A phage-encoded counter-defense inhibits an NAD-degrading anti-phage defense system.

Abstract

Bacteria contain a diverse array of genes that provide defense against predation by phages. Anti-phage defense genes are frequently located on mobile genetic elements and spread through horizontal gene transfer. Despite the many anti-phage defense systems that have been identified, less is known about how phages overcome the defenses employed by bacteria. The integrative and conjugative element ICEBs1 in Bacillus subtilis contains a gene, spbK, that confers defense against the temperate phage SPβ through an abortive infection mechanism. Using genetic and biochemical analyses, we found that SpbK is an NADase that is activated by binding to the SPβ phage portal protein YonE. The presence of YonE stimulates NADase activity of the TIR domain of SpbK and causes cell death.
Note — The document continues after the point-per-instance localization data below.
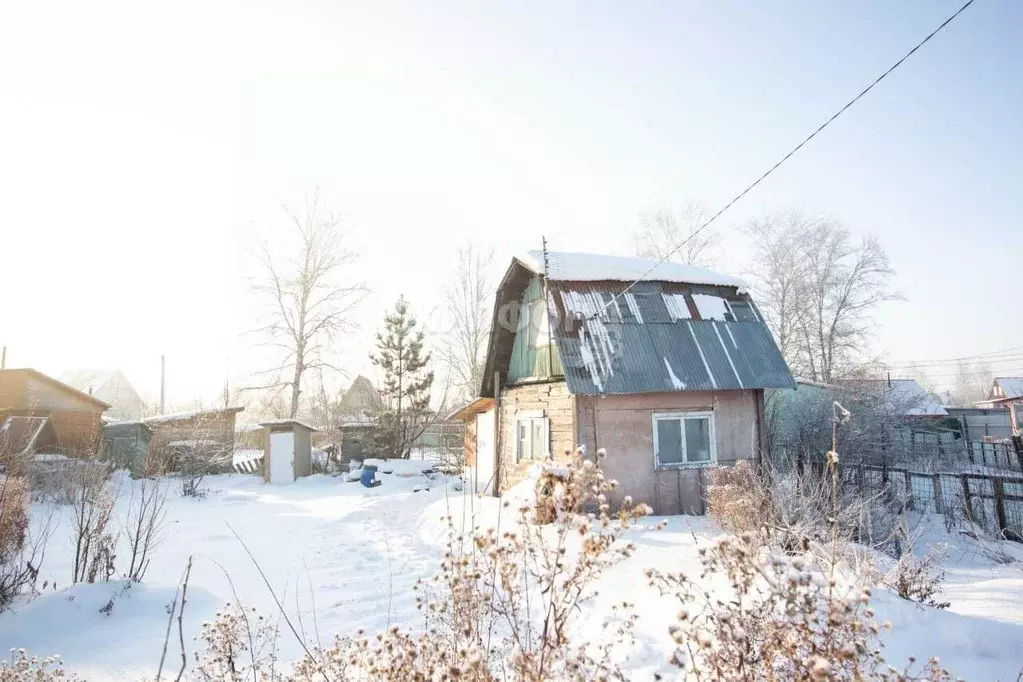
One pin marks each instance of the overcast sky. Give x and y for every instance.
(145, 149)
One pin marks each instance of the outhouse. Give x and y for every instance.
(287, 451)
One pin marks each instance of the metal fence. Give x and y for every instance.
(992, 502)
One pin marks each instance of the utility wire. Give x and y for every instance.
(788, 155)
We also found that the SPβ-like phage Φ3T has a counter-defense gene that prevents SpbK-mediated abortive infection and enables the phage to produce viable progeny, even in cells expressing spbK. We made SPβ-Φ3T hybrid phages that were resistant to SpbK-mediated defense and identified a single gene in Φ3T (phi3T_120, now called nip for NADase inhibitor from phage) that was both necessary and sufficient to block SpbK-mediated anti-phage defense. We found that Nip binds to the TIR (NADase) domain of SpbK and inhibits NADase activity. Our results provide insight into how phages overcome bacterial immunity by inhibiting enzymatic activity of an anti-phage defense protein.